All’atto della creazione del mondo ogni singolo Orisha ricevette in dono l’Ashe (la forza primordiale) conferendogli il potere di controllo sugli esseri e le cose del creato. Sin dal quel tempo ogni orisha si prese carico di una forza differente e specifica della Natura.

Allo stesso modo tutti gli elementi naturali, compresi i quattro fondamentali (terra, fuoco, aria, acqua), sono rappresentati dagli orisha che uniscono in un unico percorso i due distinti universi, quello umano e quello divino.

Oshalà, aria. Di carattere mite e di saldi principi etici, di norma presenta una certa attitudine per questioni di ordine superiore e si rifà alla natura della creazione.

Ogum, associato alla terra. Possiede un’innata tendenza ai problemi dell’ecologia , della salute e della famiglia, rivelando inoltre un forte legame con il mondo artistico.

Yemojà, acqua. Interessata alla salute mentale e fisica, alla fertilità e all’abbondanza.

Shango, fuoco. Il dio del fulmine è sempre al centro dei processi di trasformazione.

Per chi si occupa di voodoo come religione, ma anche per chi vi si avvicina come dottrina, è necessario possedere un altare su cui collocare i vari simboli che fanno riferimento agli orisha. La religione voodoo intreccia fortemente elementi sincretici ma anche rappresentazioni fisiche di entità spirituali. Questo non solo in ottica di praticità e ortodossia, ma come elemento fondante del voodoo, che fa del feticcio pratica fondante e omaggio alla divinità (come per le icone in ambito cristiano ortodosso). Inoltre l’altare e le rappresentazioni costituiscono la residenza, la ‘casa’ degli orisha.

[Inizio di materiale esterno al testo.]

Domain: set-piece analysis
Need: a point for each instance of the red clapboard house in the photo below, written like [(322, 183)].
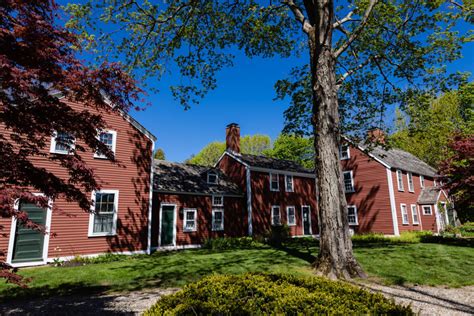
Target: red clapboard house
[(120, 221)]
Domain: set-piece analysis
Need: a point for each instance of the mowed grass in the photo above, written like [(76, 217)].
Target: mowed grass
[(420, 263)]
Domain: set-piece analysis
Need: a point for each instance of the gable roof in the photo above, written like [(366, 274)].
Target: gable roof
[(175, 177), (400, 159)]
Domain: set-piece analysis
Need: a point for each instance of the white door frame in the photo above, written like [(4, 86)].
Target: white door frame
[(174, 225), (11, 241)]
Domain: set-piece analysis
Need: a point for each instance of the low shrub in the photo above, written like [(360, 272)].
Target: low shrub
[(262, 294), (226, 243)]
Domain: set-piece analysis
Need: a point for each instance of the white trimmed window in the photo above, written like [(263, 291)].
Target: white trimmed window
[(109, 139), (217, 219), (400, 180), (414, 214), (405, 219), (352, 215), (276, 218), (217, 200), (62, 143), (422, 181), (291, 215), (103, 218), (189, 222), (274, 182), (344, 152), (212, 177), (411, 188), (348, 181), (427, 210), (289, 183)]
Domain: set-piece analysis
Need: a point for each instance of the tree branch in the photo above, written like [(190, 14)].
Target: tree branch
[(298, 15), (358, 30)]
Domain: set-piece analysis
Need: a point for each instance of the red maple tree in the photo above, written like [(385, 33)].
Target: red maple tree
[(37, 62)]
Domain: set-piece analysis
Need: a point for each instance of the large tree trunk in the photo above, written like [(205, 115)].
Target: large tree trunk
[(336, 259)]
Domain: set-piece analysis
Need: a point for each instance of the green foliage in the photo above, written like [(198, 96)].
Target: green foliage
[(249, 144), (273, 294), (295, 148), (226, 243), (429, 123)]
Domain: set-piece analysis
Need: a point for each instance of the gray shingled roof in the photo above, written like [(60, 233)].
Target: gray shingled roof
[(273, 163), (400, 159), (429, 195), (183, 178)]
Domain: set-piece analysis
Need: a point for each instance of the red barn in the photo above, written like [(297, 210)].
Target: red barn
[(120, 222)]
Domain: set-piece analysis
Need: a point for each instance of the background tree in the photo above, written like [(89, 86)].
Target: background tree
[(428, 124), (37, 61), (159, 154), (363, 55), (210, 154)]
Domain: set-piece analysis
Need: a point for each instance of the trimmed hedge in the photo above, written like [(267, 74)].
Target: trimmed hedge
[(262, 294)]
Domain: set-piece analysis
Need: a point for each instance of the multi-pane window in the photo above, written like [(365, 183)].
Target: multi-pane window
[(104, 216), (400, 180), (352, 215), (274, 182), (427, 210), (217, 200), (405, 219), (217, 220), (62, 143), (344, 152), (348, 181), (414, 215), (288, 183), (189, 223), (410, 182), (276, 218), (291, 213)]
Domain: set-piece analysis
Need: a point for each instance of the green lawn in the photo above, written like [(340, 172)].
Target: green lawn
[(431, 264)]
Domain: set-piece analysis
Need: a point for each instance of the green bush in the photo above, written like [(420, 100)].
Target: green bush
[(226, 243), (262, 294)]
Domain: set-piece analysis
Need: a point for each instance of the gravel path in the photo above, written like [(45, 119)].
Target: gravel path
[(425, 300)]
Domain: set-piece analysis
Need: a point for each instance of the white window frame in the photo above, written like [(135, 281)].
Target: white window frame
[(214, 173), (287, 176), (422, 181), (278, 182), (52, 148), (403, 206), (400, 185), (355, 213), (114, 143), (92, 214), (348, 152), (352, 181), (411, 185), (214, 200), (414, 214), (185, 212), (213, 216), (288, 215), (427, 206), (279, 215)]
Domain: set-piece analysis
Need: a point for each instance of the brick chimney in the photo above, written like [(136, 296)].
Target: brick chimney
[(376, 135), (232, 138)]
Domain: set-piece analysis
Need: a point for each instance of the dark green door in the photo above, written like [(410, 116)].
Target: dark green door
[(306, 221), (167, 225), (29, 243)]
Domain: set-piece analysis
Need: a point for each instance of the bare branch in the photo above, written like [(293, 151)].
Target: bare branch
[(358, 30), (298, 15)]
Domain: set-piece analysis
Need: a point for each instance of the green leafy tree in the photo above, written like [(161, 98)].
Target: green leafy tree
[(294, 148), (363, 55)]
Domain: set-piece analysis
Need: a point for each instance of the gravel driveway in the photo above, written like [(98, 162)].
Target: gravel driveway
[(425, 300)]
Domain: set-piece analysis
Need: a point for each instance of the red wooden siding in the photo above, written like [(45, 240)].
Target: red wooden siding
[(131, 177)]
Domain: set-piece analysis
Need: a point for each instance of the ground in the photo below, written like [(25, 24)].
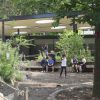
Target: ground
[(49, 86)]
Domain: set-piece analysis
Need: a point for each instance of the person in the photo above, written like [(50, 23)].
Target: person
[(52, 55), (45, 48), (63, 65), (83, 64), (50, 64), (44, 64), (74, 62)]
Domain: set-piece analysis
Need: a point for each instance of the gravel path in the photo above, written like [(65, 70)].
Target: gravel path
[(41, 85)]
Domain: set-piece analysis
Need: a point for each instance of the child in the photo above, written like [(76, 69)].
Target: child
[(44, 64), (50, 64), (63, 65)]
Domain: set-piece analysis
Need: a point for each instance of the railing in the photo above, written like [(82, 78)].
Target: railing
[(2, 97)]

D’altronde il sincretismo con il cattolicesimo ci conferma che le divinità africane erano rappresentate con strumenti di lavoro prettamente umani (l’accetta, il ventaglio, il bastone).

Le statuine (o bamboline, per dirla all’occidentale) più comuni della religione voodoo rappresentano Shango, una figura di uomo a forma di accetta, Eshu, un uomo di ferro con in mano un bastone, e Yemojà, donna ingioiellata e con seno enorme (fertilità).

Ma ogni divinità viene rappresentata (di seguito i nomi sudamericani, per sottolineare la forte congruenza del voodoo nei due continenti): Oxum, divinità dell’acqua dolce, presente nei fiumi e nelle cascate, Yansa, divinità del vento, presente sui monti, Ossaim, divinità delle foglie, Oxossì, divinità della caccia.

La religione degli orisha è legata alla nozione di famiglia. Il culto degli orisha era trasmesso dalle generazioni di famiglie. L’ashe, la forza dell’antenato, dopo la sua morte, ha la facoltà di incarnarsi momentaneamente in uno dei suoi discendenti (per questo il cammino religioso voodoo non è aperto a tutti), durante la possessione e la trance.

La divinità è un antenato divinizzato che durante la vita aveva stabilito connessioni con alcune forze della Natura. Ogni orisha, come in vita, ha delle passioni, delle tendenze e anche comportamenti nei cui confronti provocano la collera. Divinità passionali, che in cambio di adeguati omaggi, intervengono per aiutare l’Essere Umano nella attività umane di ogni giorno. Amore, ma anche cose più piccole, come la propiziazione di un’automobile prima di un viaggio.